We could reduce the stress on you by increasing investment in higher education, by making sure that the stakes in every marginal mark in these exams were not so high as to drive you to despair. If you had more options, perhaps the stress would be less. But then what would happen to your character? Notice the pattern here: Economic reforms on the cheap. No real investment and attention to systems that will make the economy attractive. Defence on the cheap. And higher education, even exam systems, on the cheap. But the country marches on, built on your endurance, stiff upper lip, national pride, and a few breaths of yoga.
With education, there is something else. After all, this is the testing ground for One Nation, One Everything. The power of ONE is more important than the objectives of the exam. So let us build centralised systems. You might think exams like CUET are unnecessary and serve no pedagogical purpose whatsoever. But the purpose is not pedagogy: It is exercise. Does a soldier ever complain about “excessive” exercise? Does a warrior complain about the Centre you get? Think of the distant Centre as a posting in tough terrain. The testing industry is also a big boost to GDP; the same education shows up as a “private good” and boosts your GDP numbers.
The total spending on private tuition now exceeds the entire central government allocation on Higher Education, and this may be understating the problem. The Comprehensive Modular Survey, based on the NSS’s 80th round, shows not just that slightly under half of all students are in private tuition, but remarkably, 11 per cent of kids in pre-school are in private tuition. Don’t get angry at the government if you don’t make it. Direct your anger at parents who did not start this whole process early enough. Warriors are, after all, built at home.
I will let you in on a secret. The whole purpose of India’s exam industry, with a few minor exceptions, is no longer to expand opportunity or prepare the country for global competition. Our education ministers, at both the Centre and the states, have been among the greatest gifts we could have given to China and our competitors. When PM Narendra Modi asked Indians to tighten their belts to conserve foreign exchange, he asked us not to buy gold, or to cut down on foreign travel. But he could not, with a straight face, ask Indians not to spend money abroad on foreign education. Somewhere, deep down, the political class knows the truth about this system.
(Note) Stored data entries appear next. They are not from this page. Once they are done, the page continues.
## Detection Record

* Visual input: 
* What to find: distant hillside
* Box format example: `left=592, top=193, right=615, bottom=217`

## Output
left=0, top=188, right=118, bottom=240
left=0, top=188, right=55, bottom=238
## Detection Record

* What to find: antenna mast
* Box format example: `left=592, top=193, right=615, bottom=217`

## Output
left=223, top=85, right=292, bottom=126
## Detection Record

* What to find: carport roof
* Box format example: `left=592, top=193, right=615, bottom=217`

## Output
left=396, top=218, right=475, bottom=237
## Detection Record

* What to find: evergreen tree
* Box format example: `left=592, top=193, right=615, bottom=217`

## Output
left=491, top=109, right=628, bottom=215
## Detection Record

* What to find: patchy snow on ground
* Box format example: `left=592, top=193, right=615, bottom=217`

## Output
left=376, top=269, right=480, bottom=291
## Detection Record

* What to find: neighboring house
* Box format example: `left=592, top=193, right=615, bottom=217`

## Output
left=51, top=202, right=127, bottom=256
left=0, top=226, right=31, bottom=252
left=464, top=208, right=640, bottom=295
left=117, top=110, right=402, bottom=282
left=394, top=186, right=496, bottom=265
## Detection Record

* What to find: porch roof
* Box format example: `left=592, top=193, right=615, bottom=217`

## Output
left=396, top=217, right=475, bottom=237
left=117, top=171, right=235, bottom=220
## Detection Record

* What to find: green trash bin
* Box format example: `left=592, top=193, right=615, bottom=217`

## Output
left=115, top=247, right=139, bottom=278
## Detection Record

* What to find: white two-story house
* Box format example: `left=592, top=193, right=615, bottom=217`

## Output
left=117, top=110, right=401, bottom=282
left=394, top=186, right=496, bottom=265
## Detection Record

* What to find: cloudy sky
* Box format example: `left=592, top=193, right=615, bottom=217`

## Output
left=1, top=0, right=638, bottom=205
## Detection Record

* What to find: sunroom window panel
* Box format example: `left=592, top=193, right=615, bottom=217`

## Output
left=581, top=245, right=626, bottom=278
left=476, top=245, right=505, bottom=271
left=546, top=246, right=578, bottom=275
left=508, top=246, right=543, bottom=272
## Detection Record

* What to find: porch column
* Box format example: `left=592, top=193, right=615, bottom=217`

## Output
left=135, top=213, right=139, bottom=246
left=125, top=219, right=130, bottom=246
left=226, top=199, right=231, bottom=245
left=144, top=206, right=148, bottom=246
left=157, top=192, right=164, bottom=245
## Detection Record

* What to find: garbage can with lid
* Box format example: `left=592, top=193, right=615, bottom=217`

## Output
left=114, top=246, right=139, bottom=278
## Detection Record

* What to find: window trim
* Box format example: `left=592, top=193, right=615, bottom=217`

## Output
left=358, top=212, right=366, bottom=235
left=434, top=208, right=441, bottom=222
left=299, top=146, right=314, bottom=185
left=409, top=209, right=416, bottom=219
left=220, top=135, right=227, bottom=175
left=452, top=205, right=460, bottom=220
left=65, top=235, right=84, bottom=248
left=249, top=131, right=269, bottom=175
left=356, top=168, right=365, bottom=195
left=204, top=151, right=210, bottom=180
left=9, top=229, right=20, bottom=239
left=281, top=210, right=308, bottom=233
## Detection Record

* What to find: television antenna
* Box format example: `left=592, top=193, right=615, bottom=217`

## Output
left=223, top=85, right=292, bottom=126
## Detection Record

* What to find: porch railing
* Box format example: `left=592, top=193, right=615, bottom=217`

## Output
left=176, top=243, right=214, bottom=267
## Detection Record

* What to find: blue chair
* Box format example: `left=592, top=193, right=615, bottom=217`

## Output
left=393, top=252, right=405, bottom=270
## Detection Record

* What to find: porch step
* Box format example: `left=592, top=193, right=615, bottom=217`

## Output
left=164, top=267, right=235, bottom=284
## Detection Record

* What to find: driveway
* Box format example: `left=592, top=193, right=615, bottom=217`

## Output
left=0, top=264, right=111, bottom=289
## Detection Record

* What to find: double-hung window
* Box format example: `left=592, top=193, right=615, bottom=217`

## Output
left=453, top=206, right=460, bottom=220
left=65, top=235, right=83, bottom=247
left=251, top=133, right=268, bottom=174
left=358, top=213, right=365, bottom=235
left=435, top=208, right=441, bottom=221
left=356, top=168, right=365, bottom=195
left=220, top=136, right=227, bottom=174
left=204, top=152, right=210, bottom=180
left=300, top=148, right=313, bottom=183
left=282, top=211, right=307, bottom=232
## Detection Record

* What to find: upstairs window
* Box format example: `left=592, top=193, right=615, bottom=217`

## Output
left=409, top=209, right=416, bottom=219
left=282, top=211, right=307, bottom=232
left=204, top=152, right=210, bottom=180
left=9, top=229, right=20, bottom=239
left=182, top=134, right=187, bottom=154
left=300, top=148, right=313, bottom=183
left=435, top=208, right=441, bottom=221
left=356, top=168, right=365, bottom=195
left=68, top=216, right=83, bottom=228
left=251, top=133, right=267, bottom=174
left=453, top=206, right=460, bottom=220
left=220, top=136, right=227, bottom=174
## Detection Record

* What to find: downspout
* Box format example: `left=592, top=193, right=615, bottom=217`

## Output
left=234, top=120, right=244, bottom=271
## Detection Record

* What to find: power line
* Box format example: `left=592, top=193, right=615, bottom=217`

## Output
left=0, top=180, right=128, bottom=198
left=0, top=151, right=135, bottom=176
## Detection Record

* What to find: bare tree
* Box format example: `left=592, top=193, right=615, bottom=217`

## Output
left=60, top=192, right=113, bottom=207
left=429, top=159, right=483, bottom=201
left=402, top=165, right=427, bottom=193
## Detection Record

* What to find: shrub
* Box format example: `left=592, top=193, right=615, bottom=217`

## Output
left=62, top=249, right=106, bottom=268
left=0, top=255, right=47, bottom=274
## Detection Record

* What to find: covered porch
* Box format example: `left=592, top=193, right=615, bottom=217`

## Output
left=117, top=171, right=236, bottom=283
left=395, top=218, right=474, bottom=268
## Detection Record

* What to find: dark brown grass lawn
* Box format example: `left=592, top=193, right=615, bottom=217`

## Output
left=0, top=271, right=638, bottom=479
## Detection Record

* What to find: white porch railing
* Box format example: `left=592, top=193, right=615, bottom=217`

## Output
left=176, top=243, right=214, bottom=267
Kunal Mangal’s insight into UPSC aspirants applies more broadly to an entire generation. India’s brightest and most educated young people spend the most creative years of their lives moulding themselves into exam warriors. A few will emerge decorated with medals. Most, like valiant unknown soldiers, will disappear into anonymity. Old and useless educators like us complain that young people do not read, do not protest, are docile, hyper-careerist, and forever struggling for the last mark. At most, they register discontent through an online click. But how is collective action even possible in a system deliberately designed to atomise individuals and subject them to a long, solitary, suffocating road of endless competition that keeps them permanently exhausted, running from pillar to post?
These examinations are not merely instruments of evaluation. They are instruments of social control, and extraordinarily effective ones at that. With apologies to Lord Tennyson, the message of the system is no longer to ask why or how, but simply to do and die. And oh, don’t forget to buy the lovely Penguin edition of Exam Warriors. It will get you through these re-exams and revaluations.